In practice, each participant typically obtains and refines a global consensus model by conducting a few rounds of optimisation locally and before sharing updates, either directly or via a parameter server. The more rounds of local training are performed, the less it is guaranteed that the overall procedure is minimising (Eq. 1)9,12. The actual process for aggregating parameters depends on the network topology, as nodes might be segregated into sub-networks due to geographical or legal constraints (see Fig. 2). Aggregation strategies can rely on a single aggregating node (hub and spokes models), or on multiple nodes without any centralisation. An example is peer-to-peer FL, where connections exist between all or a subset of the participants and model updates are shared only between directly connected sites15,56, whereas an example of centralised FL aggregation is given in Algorithm 1. Note that aggregation strategies do not necessarily require information about the full model update; clients might chose to share only a subset of the model parameters for the sake of reducing communication overhead, ensure better privacy preservation10 or to produce multi-task learning algorithms having only part of their parameters learned in a federated manner.

A unifying framework enabling various training schemes may disentangle compute resources (data and servers) from the compute plan, as depicted in Fig. 2. The latter defines the trajectory of a model across several partners, to be trained and evaluated on specific data sets.

Algorithm 1

Example of a FL algorithm16 via Hub & Spoke (Centralised topology) with FedAvg aggregation9.

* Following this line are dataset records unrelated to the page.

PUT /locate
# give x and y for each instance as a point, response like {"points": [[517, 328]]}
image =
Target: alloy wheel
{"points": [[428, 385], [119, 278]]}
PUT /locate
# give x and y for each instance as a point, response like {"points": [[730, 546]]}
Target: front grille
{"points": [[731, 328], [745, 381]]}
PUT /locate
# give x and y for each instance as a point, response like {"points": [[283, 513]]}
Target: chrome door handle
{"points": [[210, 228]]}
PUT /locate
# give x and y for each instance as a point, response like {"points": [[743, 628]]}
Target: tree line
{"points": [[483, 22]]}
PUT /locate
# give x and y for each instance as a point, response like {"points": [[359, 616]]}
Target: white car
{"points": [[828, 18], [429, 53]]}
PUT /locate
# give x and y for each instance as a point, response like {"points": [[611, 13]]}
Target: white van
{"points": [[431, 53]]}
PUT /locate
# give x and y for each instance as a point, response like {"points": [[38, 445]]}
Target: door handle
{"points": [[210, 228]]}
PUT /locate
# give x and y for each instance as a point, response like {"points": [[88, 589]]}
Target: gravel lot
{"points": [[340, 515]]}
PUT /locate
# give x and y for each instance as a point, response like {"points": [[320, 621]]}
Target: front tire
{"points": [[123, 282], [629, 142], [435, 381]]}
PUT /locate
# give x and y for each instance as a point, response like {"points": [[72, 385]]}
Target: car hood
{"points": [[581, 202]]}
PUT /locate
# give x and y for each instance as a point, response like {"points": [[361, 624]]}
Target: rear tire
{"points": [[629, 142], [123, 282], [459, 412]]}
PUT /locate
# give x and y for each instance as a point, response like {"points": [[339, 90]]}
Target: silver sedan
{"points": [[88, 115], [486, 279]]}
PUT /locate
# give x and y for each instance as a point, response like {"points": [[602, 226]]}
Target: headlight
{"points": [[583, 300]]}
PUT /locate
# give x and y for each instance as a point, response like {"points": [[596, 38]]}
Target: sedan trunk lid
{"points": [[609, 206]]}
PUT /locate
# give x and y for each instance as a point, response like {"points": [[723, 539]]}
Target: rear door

Require: num_federated_rounds T
1: procedure AGGREGATING
2: Initialise global model: W(0)
3: for t ← 1 T do
4: for client k ← 1 K do  Run in parallel
5: Send W(t−1) to client k
6: Receive model updates and number of local training iterations \((\Delta {W}_{k}^{(t-1)},{N}_{k})\) from client’s local training with \({{\mathcal{L}}}_{k}({X}_{k};{W}^{(t-1)})\)
7: end for
8: \({W}^{(t)}\leftarrow {W}^{(t-1)}+\frac{1}{{\sum }_{k}{N}_{k}}{\sum }_{k}({N}_{k}\cdot {W}_{k}^{(t-1)})\)
9: end for
10: return W(t)
11: end procedure

Challenges and considerations

Despite the advantages of FL, it does not solve all issues that are inherent to learning on medical data. A successful model training still depends on factors like data quality, bias and standardisation2. These issues have to be solved for both federated and non-federated learning efforts via appropriate measures, such as careful study design, common protocols for data acquisition, structured reporting and sophisticated methodologies for discovering bias and hidden stratification. In the following, we touch upon the key aspects of FL that are of particular relevance when applied to digital health and need to be taken into account when establishing FL. For technical details and in-depth discussion, we refer the reader to recent surveys11,12,20.

Data heterogeneity

Medical data is particularly diverse—not only because of the variety of modalities, dimensionality and characteristics in general, but even within a specific protocol due to factors such as acquisition differences, brand of the medical device or local demographics. FL may help address certain sources of bias through potentially increased diversity of data sources, but inhomogeneous data distribution poses a challenge for FL algorithms and strategies, as many are assuming independently and identically distributed (IID) data across the participants. In general, strategies such as FedAvg9 are prone to fail under these conditions9,57,58, in part defeating the very purpose of collaborative learning strategies. Recent results, however, indicate that FL training is still feasible59, even if medical data is not uniformly distributed across the institutions16,17 or includes a local bias51. Research addressing this problem includes, for example, FedProx57, part-data-sharing strategy58 and FL with domain-adaptation18. Another challenge is that data heterogeneity may lead to a situation in which the global optimal solution may not be optimal for an individual local participant. The definition of model training optimality should, therefore, be agreed by all participants before training.

Privacy and security

Healthcare data is highly sensitive and must be protected accordingly, following appropriate confidentiality procedures. Therefore, some of the key considerations are the trade-offs, strategies and remaining risks regarding the privacy-preserving potential of FL.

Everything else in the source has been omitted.